Swift avoided her gaze. “To do what? Spar with you? Make you unhappy again? I love you, honey. I wish we could be just friends, but that isn’t possible, and you know it. I want more. I can’t help wanting more.” He shrugged. “I’d like to come back now and again to see you, but I probably won’t.”
“We were such good friends, though.” She clutched the coffee mug, trembling so that the dark liquid sloshed over the porcelain edge. “We had such fun together.”
“We were kids. I’m no kid anymore, Amy. I need more than you’re able to give. Last night, when we were dancing, I told myself I could settle for just seeing you smile.” He raked a hand through his hair. “And if it was just me I had to think of, maybe I could. But what if I’m not that noble? I’m not the only one who’d suffer. You would, too. I couldn’t take that.”
With a shaking hand she set her mug on the table, memories washing over her, so sweet she yearned to recapture them. She stood there, rigid and shaking. “Why can’t you just love me? Why does it have to be dirty?”
Swift’s guts contracted into a knot and he nearly choked on his coffee. He swallowed hard. “Amy, it isn’t dirty. It’s beautiful with the right person.”
A closed expression came over her face. “H-how far away do you think you’ll go?”
He sighed and reclaimed his chair. “I don’t know. Until the urge comes over me to stop and hang my hat, I guess.” He gazed up at her. “Won’t you sit down with me, honey? This one last time, as friends.”
She sank onto a chair, the closed expression still on her face. Swift ached at that look, for he had secretly hoped she might beg him to stay, that the love he knew she felt for him might give her the fragile courage to take a chance on him.
They drank their coffee in frigid silence, a far cry from the camaraderie of old friends. When Swift finished off the last sip, he stared into the dregs and abandoned all hope that she’d say the words he longed to hear.

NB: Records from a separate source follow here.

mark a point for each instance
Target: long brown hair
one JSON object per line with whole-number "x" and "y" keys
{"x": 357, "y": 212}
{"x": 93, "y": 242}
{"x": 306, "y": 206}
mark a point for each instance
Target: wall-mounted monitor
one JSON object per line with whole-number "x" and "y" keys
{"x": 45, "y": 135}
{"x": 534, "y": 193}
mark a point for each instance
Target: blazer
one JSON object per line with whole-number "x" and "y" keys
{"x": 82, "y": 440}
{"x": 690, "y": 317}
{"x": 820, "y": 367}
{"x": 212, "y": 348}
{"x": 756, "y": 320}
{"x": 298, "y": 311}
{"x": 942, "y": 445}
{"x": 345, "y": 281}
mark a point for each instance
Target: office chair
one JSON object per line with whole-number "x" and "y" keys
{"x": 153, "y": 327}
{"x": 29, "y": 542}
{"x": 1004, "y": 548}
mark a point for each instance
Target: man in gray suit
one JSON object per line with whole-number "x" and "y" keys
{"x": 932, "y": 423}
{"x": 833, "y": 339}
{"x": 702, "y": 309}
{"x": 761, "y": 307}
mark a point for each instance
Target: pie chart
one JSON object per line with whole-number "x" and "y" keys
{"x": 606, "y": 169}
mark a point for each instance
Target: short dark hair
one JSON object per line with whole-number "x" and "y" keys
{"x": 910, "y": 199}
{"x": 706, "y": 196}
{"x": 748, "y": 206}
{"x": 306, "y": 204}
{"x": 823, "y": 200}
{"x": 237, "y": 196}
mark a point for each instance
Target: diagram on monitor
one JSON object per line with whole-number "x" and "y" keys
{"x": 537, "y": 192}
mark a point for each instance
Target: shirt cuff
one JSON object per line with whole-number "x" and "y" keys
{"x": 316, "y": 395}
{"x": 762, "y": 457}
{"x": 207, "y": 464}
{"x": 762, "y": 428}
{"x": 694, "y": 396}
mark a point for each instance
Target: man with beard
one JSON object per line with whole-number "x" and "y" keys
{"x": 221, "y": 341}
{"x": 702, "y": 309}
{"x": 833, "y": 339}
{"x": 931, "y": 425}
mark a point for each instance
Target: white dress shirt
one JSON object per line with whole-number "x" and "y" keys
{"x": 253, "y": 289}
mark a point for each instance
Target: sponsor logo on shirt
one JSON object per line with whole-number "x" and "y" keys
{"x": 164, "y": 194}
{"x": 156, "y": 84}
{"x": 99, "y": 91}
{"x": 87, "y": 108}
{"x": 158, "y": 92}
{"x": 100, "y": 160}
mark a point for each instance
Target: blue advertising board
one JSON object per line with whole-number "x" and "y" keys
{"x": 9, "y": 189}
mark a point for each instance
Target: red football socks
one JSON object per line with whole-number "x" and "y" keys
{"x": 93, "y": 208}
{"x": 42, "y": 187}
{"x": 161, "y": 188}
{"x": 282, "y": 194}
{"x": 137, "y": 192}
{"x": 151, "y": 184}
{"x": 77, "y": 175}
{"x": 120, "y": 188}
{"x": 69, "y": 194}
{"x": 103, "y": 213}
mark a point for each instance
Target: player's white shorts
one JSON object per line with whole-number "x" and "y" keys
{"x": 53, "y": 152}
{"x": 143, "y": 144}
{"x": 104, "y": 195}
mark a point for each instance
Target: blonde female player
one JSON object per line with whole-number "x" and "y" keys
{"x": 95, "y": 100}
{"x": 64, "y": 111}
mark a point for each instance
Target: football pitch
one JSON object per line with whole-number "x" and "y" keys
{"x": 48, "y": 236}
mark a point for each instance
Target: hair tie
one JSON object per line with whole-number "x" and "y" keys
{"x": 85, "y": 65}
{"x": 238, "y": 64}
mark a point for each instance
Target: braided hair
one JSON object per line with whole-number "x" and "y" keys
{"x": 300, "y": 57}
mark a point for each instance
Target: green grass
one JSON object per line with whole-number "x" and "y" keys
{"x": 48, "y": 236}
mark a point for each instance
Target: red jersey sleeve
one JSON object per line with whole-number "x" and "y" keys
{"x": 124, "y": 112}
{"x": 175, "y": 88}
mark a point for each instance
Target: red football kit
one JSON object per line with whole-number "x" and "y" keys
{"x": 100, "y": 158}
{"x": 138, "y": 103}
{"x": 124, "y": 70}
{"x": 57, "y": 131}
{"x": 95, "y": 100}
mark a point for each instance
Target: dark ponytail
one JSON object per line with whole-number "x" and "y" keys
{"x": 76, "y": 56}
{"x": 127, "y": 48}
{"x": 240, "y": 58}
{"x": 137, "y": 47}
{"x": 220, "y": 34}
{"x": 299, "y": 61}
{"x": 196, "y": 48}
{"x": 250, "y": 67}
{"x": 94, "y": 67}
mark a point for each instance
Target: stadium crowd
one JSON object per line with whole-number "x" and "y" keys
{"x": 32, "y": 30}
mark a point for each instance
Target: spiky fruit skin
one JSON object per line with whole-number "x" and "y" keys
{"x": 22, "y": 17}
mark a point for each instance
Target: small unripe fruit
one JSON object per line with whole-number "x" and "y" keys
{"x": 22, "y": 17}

An image of her back flashed in his mind, the network of scars that were testimony to all she had suffered, and he understood her letting him leave. He understood, but that didn’t stop it from hurting.
“Well . . .”
She didn’t lift her eyes from her coffee mug. Her hands were clenched around the porcelain, her knuckles white and rimmed with red. Swift had the horrible feeling he was deserting her, yet how could he not?
“I guess I’d better see to my horse and get my gear together,” he said softly.
She still didn’t look up. He rose from the chair, set his mug on the dish board, lingered, praying to her God and all his that she’d fly up from the chair and into his arms. But she didn’t. And she never would.
“Good-bye, Amy,” he said in a husky voice.
“Good-bye, Swift.”
She kept her head bent, never moving. He went toward the door, each step tearing a chunk out of his heart. When he reached the threshold, he looked back. She remained where he had left her, clinging to the coffee mug as if it were her lifeline.
Hunter sat on the straw bale, watching Swift saddle his horse. The time had come for saying last words, something neither man wanted to face. They were the only two of a kind, in a strange and sometimes hostile world.